Reputation: 97
I am trying to sample for two vectors 1000 times with replacement and calculate the ratio of means. Repeat this process 10,000 times.
I wrote a sample parallel code but it's taking much longer that using simple for loops on a single machine.
ratio_sim_par <- function(x1, x2, nrep = 1000) {
# Initiate cluster
cl <- makeCluster(detectCores() - 1) #Leave one core for other operations
clusterExport(cl, varlist=c("x1", "x2", "nrep"), envir=environment())
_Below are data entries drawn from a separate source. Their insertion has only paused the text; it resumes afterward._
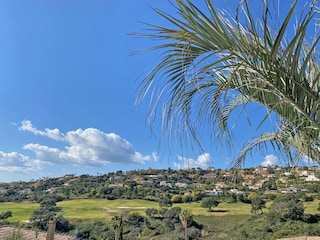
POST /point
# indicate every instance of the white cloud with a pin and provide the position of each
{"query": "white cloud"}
(54, 134)
(203, 161)
(88, 147)
(270, 160)
(16, 162)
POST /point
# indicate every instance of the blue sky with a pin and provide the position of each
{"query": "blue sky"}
(67, 92)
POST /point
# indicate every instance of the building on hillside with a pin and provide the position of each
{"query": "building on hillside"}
(312, 178)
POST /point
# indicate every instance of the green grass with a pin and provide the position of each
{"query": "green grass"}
(21, 212)
(102, 209)
(105, 209)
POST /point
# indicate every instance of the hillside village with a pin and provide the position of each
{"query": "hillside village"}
(152, 183)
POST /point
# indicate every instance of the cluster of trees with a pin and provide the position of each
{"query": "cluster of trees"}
(173, 223)
(286, 218)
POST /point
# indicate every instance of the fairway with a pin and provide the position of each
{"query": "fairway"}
(106, 209)
(102, 209)
(21, 212)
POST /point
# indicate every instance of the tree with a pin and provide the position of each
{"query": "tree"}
(165, 202)
(288, 206)
(209, 202)
(152, 212)
(257, 204)
(117, 224)
(5, 215)
(186, 220)
(214, 63)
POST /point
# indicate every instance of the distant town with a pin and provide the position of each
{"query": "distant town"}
(150, 184)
Tboot <- parLapply(cl, 1:nrep, function(x){
n1 <- length(x1)
n2 <- length(x2)
xx1 <- sample(x1, n1, replace = TRUE) # sample of size n1 with replacement from x1
xx2 <- sample(x2, n2, replace = TRUE) # sample of size n2 with replacement from x2
return(mean(xx1) / mean(xx2))
})
stopCluster(cl)
return(unlist(Tboot))
}
ratio_sim_par(x1, x2, 10000)
System time is unbearable. Can anyone help me understand the mistake I'm making? Thanks
Upvotes: 3
Views: 1139
Reputation: 2283
Distributing tasks to different nodes takes a lot of computational overhead and can cancel out any gains you make from parallelizing your script. In your case, you're calling parLapply
10,000 times and probably spending more resources forking each task than actually doing the resampling. Try something like this with a non-parallel version of ratio_sim_par
:
mclapply(1:10000, ratio_sim_par, x1, x2, nrep = 1000, mc.cores = n_cores)
mclapply
will split the job into as many cores as you have available and fork it once. I'm using mclapply
instead of parLapply
because I'm used to it and doesn't require as much setup.
Upvotes: 2